Like you have to put your most passionate problem solver against that statement and they're like, oh, okay, is this a three year strategy and eight year strategy? Do we really need to architect and make a platform for all the world? All the world in eight years, all the year in 15, all the world in two years, like, what are we not gonna do because of this statement? Like, that's what your most passionate problem solver is gonna do. And so you have to think about that. Like, I think it's just an interesting balancing act.
Jack (12:34)
Yeah, absolutely. And I think you touched on something interesting there, which is what you're not going to do, right? Like, I think that there are inherent trade-offs in there and we were trying to do too many things. And I mean, this is something I think like plagues me in every product team I've been in is like, now we're going to be really focused and we're only going to do the one thing. And then the one thing becomes like, you know, 1.5 things and becomes two things and three things.
And, and it's just this complete illusion of progress with parallelization where you think that you can do those things. And, you know, even in a very small team, you ignore the interdependencies between those kind of vertically, and you really ignore also just the context switching of people, right? Like, so, you know, you're not going to be able to just work in a silo, five teams working on their each thing. They're going to be interdependencies.
John Cutler (13:12)
Right.
And even if that dependency is leadership, even if that dependency is the budget, you know, I mean, ultimately they're all chasing the same budget to get these things. And I think it actually, one thing I've noticed is no one wants to admit that they're highly dependent on other parts of the org. So realistically, they're kind of like, I think we're pretty independent, you know, just give me our budget, we'll take care of it. Most of the dependency problems get pushed down to the front lines and those are the people who need to deal with it anyway.
So it's like, you get this organizational fiction about it. And I think this also, you know, relates to this concept of communication where in an ideal world, teams would push back in an ideal world, people wouldn't take on more than they could realistically in a lot of companies you have talk about communication challenges. You have those centralized teams that are overwhelmed that people have stopped trusting a lot that people are working around.

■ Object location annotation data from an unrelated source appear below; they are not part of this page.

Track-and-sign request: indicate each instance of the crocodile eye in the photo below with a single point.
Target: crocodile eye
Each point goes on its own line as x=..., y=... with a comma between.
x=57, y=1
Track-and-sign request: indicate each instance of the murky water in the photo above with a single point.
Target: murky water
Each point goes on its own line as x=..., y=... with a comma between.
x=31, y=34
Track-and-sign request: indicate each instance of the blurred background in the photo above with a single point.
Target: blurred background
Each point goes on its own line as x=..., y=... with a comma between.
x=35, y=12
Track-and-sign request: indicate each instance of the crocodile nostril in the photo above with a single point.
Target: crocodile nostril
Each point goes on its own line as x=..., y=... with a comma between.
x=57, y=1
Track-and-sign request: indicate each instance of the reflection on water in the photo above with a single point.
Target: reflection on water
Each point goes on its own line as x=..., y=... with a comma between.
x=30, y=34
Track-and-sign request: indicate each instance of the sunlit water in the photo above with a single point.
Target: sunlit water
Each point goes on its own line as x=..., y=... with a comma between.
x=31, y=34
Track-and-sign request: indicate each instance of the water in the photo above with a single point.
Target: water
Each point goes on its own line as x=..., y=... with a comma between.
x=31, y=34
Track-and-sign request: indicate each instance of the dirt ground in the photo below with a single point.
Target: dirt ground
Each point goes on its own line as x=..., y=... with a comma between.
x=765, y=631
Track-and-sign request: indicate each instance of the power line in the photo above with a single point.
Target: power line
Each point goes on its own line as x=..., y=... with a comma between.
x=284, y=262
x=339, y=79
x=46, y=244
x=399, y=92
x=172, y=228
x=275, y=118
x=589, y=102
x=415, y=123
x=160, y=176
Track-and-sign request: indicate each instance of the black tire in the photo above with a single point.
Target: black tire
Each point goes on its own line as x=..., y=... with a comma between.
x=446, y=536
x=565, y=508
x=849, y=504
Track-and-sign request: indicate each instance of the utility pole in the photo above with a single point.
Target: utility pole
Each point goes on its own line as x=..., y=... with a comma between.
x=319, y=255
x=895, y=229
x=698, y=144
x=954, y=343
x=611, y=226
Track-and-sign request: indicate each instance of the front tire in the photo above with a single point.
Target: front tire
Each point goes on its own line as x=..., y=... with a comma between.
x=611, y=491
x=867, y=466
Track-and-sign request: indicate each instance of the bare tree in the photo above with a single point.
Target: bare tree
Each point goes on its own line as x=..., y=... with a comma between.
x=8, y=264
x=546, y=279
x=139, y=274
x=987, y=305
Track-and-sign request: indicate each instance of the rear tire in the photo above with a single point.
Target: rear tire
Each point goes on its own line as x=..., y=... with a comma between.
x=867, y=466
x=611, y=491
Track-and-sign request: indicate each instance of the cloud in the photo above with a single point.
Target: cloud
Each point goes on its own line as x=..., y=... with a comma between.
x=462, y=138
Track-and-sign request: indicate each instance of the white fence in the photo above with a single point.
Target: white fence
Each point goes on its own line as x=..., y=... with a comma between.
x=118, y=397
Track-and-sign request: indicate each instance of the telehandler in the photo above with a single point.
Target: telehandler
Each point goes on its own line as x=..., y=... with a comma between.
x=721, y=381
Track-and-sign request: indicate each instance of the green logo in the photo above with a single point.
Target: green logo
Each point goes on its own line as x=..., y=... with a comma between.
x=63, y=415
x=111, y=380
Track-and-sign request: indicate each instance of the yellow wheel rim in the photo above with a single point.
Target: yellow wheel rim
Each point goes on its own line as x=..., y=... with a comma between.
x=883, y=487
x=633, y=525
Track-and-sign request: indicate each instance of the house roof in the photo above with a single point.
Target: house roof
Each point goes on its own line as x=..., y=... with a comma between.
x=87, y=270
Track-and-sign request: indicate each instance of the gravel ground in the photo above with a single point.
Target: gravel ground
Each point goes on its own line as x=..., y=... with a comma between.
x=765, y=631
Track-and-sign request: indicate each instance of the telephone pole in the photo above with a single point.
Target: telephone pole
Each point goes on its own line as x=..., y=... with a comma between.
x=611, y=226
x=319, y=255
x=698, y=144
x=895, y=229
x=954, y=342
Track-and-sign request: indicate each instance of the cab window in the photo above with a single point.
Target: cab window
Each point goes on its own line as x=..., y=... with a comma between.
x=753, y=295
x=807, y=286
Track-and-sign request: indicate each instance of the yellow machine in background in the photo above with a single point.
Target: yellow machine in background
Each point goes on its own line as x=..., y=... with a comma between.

They're trying to communicate that they're overloaded, but they're not doing a great job of it people are communicating that they can't trust that team and that's like inherently threatening to this particular thing. And so one of the things is that, in terms of a communication challenge, if you're one of those shared teams, it's extremely, you enter this sort of cycle of doom in terms of how you communicate, because if you're negative, not negative, but if you're just pushed back on everyone, then they'll hyperanalyze how you're allocating your time and that's gonna not work.
And then if you say, yes to everything, of course, that's going to doom what you're doing anyway, too. So I think that, yeah, it's especially hard in organizations for those teams that have to manage the parallelization. Um, and meanwhile, every other team wants to pretend that they're fairly independent. Uh, so that's kind of the fun challenge, I think.